Re: Eliminating CREATE INDEX comparator TID tie-breaker overhead

Поиск
Список
Период
Сортировка
От Peter Geoghegan
Тема Re: Eliminating CREATE INDEX comparator TID tie-breaker overhead
Дата
Msg-id CAM3SWZRCUKw2mkUZDh8xajBSBN_mBS+6v32=vqLjw-oApq7Yqw@mail.gmail.com
обсуждение исходный текст
Ответ на Re: Eliminating CREATE INDEX comparator TID tie-breaker overhead  (Robert Haas <robertmhaas@gmail.com>)
Ответы Re: Eliminating CREATE INDEX comparator TID tie-breaker overhead  (Robert Haas <robertmhaas@gmail.com>)
Список pgsql-hackers
On Thu, Jul 23, 2015 at 8:19 AM, Robert Haas <robertmhaas@gmail.com> wrote:
> My priorities are different from yours. Your conclusion is basically
> that it's OK to burden everyone who comes along and does future
> development that may use the sorting code differently from the way
> it's used now with dealing with this issue somehow, or deciding not to
> deal with it.  I have a really tough time agreeing with that;
> tuplesort.c is, and should be, an abstraction layer, and people using
> it from the outside should not need to worry about what happens on the
> inside.

I don't know where this idea came from, because I'm already supporting
the requirement for the external sorting case, where doing this is too
much of a burden. That is entirely unchanged, and so such differences
are clearly already respected. Any new patch likely to care about this
(e.g. parallel internal sorts) will probably naturally not be affected
by it anyway, just because they'll add a new tuplesort state, or
because multiple "memtuples" arrays will be filled in parallel, but
still in sequential order, and so everything works out just the same.
Aside from that, the author might have to spend 5 minutes thinking
about it. I don't see the problem.

Adding this single new requirement for exactly 2 extant callers does
not make tuplesort any less well encapsulated. Please don't write
wildly inaccurate summaries of what I've said, like "Your conclusion
is basically that it's OK to burden everyone who comes along and does
future development that may use the sorting code differently from the
way it's used now". That is patently untrue.
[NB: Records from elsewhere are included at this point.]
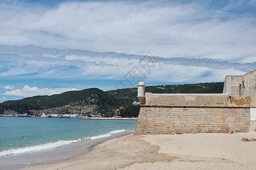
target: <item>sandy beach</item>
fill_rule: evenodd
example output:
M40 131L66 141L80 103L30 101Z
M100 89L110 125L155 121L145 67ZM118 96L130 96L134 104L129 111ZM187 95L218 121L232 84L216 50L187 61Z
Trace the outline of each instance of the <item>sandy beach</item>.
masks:
M70 160L25 169L253 169L255 132L128 135L102 142Z

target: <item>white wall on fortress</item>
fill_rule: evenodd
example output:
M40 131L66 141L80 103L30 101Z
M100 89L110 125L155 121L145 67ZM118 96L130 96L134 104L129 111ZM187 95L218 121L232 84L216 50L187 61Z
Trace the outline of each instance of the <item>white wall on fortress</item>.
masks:
M251 108L251 120L256 121L256 108Z

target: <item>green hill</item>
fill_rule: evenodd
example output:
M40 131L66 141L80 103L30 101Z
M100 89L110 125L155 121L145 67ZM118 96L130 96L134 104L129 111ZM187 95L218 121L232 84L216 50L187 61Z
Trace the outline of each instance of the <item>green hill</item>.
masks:
M183 85L162 85L146 87L146 92L168 94L221 94L224 83L205 83ZM64 92L51 96L36 96L22 100L6 101L0 103L0 114L7 114L6 110L16 113L58 112L59 113L84 114L105 114L108 116L138 115L139 107L131 105L137 98L137 88L129 88L104 91L92 88L80 91ZM92 107L93 106L93 107ZM129 107L125 107L129 106ZM119 110L119 108L122 109ZM51 109L55 108L54 109ZM48 110L47 110L48 109ZM85 110L88 110L86 111ZM57 111L56 111L57 110ZM129 112L136 112L129 114ZM137 113L138 112L138 113ZM8 112L10 113L10 112ZM40 113L37 113L39 114Z

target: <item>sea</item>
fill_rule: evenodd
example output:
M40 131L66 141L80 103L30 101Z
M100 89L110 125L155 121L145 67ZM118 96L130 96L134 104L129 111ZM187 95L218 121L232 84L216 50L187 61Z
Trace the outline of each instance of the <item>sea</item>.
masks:
M136 120L0 117L0 169L68 160L133 133Z

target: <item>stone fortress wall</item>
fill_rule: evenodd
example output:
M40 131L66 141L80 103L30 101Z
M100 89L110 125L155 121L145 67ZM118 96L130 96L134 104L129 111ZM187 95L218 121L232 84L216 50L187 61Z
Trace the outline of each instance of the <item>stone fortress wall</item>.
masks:
M227 76L220 94L145 94L141 82L135 134L255 130L255 79L256 70Z

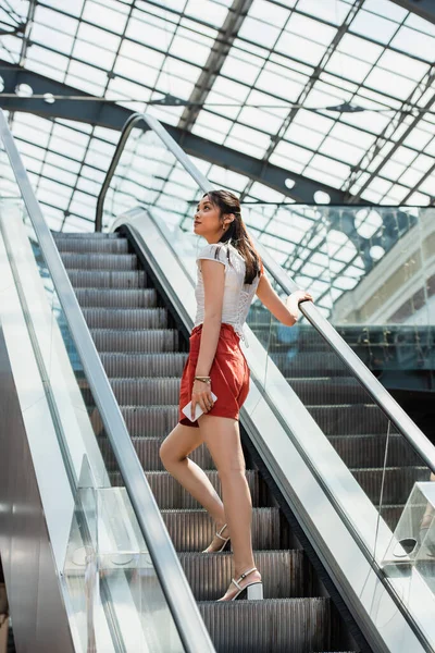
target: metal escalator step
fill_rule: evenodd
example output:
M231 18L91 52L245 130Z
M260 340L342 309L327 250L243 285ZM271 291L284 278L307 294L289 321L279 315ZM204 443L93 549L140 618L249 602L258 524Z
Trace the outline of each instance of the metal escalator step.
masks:
M142 270L67 270L75 288L142 288L147 275Z
M187 357L187 352L171 354L100 353L101 362L110 378L177 377L181 379Z
M90 329L167 329L165 308L84 308Z
M176 329L113 330L90 329L99 352L176 352L178 348L178 331Z
M403 508L405 504L382 506L381 517L387 522L393 532L396 530Z
M121 412L130 435L167 435L179 417L178 406L122 406Z
M325 435L377 433L386 435L388 418L374 404L307 406Z
M222 496L221 480L217 471L206 469L204 473L211 484ZM159 508L200 508L199 502L183 488L183 485L167 471L146 471L145 476L150 484ZM123 485L119 472L110 472L112 484ZM271 496L263 484L257 470L247 469L246 480L252 497L252 506L271 506Z
M348 467L382 467L385 458L385 435L330 435L328 440ZM396 433L388 439L388 467L420 465L405 438Z
M213 540L215 523L203 508L166 508L161 510L161 515L176 551L198 553L207 549ZM254 551L279 549L284 537L281 530L279 508L253 507L251 532Z
M159 449L165 435L150 438L132 438L133 446L136 449L140 465L148 471L164 471L163 463L160 458ZM109 470L117 469L117 464L112 452L110 443L104 440L100 443L100 448L104 457L104 463ZM194 460L201 469L215 469L213 458L206 444L200 444L189 454L189 458Z
M370 401L366 391L352 378L288 378L287 381L306 405L363 404Z
M351 469L350 470L365 494L377 505L381 497L383 470ZM430 472L426 467L393 467L385 470L383 504L405 504L417 481L428 481Z
M110 383L121 406L178 403L181 379L111 379Z
M349 377L349 371L338 356L328 352L285 354L271 352L270 356L285 377Z
M66 269L76 270L137 270L135 254L77 254L62 251L61 258Z
M107 233L107 232L55 232L55 231L52 231L51 235L53 236L54 241L69 241L69 239L75 239L75 238L84 238L84 239L95 238L97 241L107 241L107 239L124 237L122 234L120 234L120 232Z
M216 653L308 653L331 649L331 599L200 601Z
M59 251L78 251L96 254L127 254L127 238L58 238Z
M154 288L76 288L75 294L82 308L152 308L157 305Z
M225 594L233 578L232 553L178 553L178 558L197 601L216 601ZM264 599L307 596L303 551L256 551L254 560Z

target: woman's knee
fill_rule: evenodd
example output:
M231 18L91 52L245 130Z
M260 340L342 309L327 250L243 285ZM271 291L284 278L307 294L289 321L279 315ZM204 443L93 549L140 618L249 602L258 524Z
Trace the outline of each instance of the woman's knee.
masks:
M238 481L246 481L246 467L245 465L221 465L217 468L217 476L222 483L234 483Z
> Your original post lays out two rationales for the TID comparisons,
> and says that one of them is obsolete, but the other is "probably"
> still valid.  I think what you should do is go find out whether the
> second rationale is valid or not.  If it's not, we can get rid of that
> code.  If it is valid, then we can't.  I'm not going to endorse the
> notion that tuplesort.c will only DTRT if it receives tuples in TID
> order; it cannot be the responsibility of the caller of the sort code
> to ensure that the tuples are sorted.  Even if it shaves a few
> percentage points off the runtime now, the complexity it imposes on
> future patch authors is, IMO, not worth it.

More than a few - sometimes more than 10%.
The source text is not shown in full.